Kim Dotcom speaks out
The judiciary in this country has compromised itself by rolling over for the fascist state and for the Empire. The people of NZ stands accused of indifference (at the very least), with Evil.
25 December, 2015
The past several years have been a roller-coaster ride for Internet mogul Kim Dotcom. As he continues to fight an aggressive government determined to extradite him to the United States to face serious criminal charges, this Christmas Day the Megaupload founder recaps his case here on TorrentFreak.
I thought this Christmas I would recount with you some of my experiences over the last four years to help bolster debate on what is an appropriate role for government in the Internet copyright policy debate between Hollywood and Internet technologies.

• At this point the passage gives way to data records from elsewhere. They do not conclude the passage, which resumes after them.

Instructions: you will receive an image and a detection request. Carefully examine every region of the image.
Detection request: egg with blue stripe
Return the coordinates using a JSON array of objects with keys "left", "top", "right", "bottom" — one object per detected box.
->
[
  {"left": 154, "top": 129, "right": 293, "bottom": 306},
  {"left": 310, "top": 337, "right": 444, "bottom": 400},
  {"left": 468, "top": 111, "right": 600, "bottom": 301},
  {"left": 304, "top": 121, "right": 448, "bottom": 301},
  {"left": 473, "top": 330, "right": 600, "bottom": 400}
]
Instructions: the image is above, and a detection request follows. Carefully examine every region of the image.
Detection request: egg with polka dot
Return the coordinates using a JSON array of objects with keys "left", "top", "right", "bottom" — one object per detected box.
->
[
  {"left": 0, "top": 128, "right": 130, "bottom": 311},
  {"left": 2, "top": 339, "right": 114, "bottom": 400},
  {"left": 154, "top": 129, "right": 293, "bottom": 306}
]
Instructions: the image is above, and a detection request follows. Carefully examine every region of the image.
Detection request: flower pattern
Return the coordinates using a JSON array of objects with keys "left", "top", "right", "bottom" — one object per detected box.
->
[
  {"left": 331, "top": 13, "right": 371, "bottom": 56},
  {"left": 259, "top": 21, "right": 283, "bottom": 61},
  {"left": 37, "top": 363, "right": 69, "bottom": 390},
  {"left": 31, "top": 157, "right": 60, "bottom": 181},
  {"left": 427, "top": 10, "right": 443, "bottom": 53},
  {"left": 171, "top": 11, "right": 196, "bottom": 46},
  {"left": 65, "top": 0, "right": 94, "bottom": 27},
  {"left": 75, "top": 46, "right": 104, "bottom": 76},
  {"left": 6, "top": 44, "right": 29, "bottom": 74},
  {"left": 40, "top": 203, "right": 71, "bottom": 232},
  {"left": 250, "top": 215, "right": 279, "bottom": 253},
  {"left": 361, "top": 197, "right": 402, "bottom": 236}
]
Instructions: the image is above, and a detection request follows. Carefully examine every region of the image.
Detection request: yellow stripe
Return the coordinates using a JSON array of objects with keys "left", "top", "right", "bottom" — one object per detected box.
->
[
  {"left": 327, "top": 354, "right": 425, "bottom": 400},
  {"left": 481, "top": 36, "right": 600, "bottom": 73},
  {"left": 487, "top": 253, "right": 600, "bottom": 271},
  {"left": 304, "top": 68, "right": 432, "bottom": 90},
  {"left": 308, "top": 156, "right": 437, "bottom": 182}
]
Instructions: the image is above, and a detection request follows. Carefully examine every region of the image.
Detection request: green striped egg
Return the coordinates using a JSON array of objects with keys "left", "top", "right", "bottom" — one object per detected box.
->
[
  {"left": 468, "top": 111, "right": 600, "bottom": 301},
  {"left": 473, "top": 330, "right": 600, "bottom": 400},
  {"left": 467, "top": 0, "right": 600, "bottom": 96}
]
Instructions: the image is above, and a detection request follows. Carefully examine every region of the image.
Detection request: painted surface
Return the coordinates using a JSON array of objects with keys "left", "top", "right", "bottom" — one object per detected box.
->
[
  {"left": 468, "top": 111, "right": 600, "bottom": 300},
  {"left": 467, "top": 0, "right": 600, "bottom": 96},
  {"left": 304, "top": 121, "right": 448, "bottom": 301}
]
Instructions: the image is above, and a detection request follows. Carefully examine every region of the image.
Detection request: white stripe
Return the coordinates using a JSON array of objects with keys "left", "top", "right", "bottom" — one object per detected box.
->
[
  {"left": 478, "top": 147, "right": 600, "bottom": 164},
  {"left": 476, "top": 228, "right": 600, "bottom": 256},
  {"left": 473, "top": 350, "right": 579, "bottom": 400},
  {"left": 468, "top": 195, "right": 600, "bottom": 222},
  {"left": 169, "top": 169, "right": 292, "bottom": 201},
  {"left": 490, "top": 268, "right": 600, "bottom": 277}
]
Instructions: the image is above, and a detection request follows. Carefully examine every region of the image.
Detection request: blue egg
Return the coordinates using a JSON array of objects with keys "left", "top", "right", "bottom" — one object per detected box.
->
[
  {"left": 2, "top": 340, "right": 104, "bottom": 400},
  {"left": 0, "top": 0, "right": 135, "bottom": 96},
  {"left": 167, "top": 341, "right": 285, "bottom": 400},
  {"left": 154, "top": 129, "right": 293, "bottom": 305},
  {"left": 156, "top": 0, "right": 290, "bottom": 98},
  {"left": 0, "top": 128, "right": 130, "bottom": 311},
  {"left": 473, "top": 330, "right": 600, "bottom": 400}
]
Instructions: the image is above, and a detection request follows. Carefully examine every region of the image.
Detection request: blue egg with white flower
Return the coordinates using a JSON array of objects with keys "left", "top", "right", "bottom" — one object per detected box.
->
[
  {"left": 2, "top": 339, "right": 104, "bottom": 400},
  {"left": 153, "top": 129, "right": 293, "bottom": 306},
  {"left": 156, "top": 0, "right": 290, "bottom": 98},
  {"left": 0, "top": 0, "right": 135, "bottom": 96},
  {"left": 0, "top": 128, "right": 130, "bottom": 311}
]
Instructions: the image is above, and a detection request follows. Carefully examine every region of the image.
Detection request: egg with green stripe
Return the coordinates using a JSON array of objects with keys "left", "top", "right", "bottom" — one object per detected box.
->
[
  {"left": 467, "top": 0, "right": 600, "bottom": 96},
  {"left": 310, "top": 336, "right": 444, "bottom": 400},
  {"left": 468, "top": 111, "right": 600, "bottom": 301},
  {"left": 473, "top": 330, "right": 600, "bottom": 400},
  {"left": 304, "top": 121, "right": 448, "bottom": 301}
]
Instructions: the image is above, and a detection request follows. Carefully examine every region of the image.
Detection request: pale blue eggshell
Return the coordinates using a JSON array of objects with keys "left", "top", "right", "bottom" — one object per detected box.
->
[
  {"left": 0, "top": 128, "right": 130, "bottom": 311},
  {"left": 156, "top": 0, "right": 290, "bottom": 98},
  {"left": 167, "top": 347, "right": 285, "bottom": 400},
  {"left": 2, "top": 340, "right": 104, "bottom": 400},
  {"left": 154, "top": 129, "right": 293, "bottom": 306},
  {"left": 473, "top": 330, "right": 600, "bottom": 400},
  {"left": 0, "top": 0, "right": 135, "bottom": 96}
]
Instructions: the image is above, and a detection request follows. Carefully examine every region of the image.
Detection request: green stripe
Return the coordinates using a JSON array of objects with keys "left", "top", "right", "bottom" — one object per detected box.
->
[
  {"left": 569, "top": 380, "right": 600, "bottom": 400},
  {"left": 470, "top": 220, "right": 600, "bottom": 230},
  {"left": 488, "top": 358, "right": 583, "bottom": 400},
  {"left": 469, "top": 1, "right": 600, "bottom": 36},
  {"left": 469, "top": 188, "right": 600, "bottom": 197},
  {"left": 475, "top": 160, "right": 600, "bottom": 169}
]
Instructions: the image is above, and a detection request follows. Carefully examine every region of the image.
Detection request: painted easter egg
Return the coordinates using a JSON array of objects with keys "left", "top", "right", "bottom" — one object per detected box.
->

I continue to have hope that the New Year will bring freedom for my colleagues and me, hope to millions of others striving for fair and predictable rules governing the Internet, and wisdom to political leaders for making good decisions on whether and how armed police forces and government spies should be utilized in Internet copyright matters.
1. Raid and Seizure of Nearly Everything
It has been almost four years since helicopters and paramilitary police officers descended on my peaceful mansion in Coatesville, New Zealand.
As a personal birthday gift from the United States government, armed with automatic weapons, side harms, bullet-proof vests and attack dogs, they pulled my pregnant wife, infant children, staff and friends out into the cold morning air to make a Hollywood spectacle of an arrest that could have been executed with a simple knock on my door.
So began my first-hand education in the high-stakes game of international copyright law, extradition treaties, global politics and the power Hollywood wields through the U.S. government.
Just after the raid my attorney, Ira Rothken, aptly stated that the government was acting like a “copyright extremist” by taking down one of the world’s largest cloud storage services “without any notice or chance for Megaupload to be heard in a court of law.” The result is both “offensive to the rights of Megaupload but also to the rights of millions of consumers worldwide” who stored personal data with the service.
That same day, the U.S. government enlisted authorities in Hong Kong, Germany, New Zealand, the Philippines, Canada and the Netherlands to seize every asset imaginable, from bank accounts to computer servers, from cars to mobile phones. I, of course, watched from a jail cell – guilty until proven innocent. It would take about a month and a ton of legal wrangling before the court released me on bail.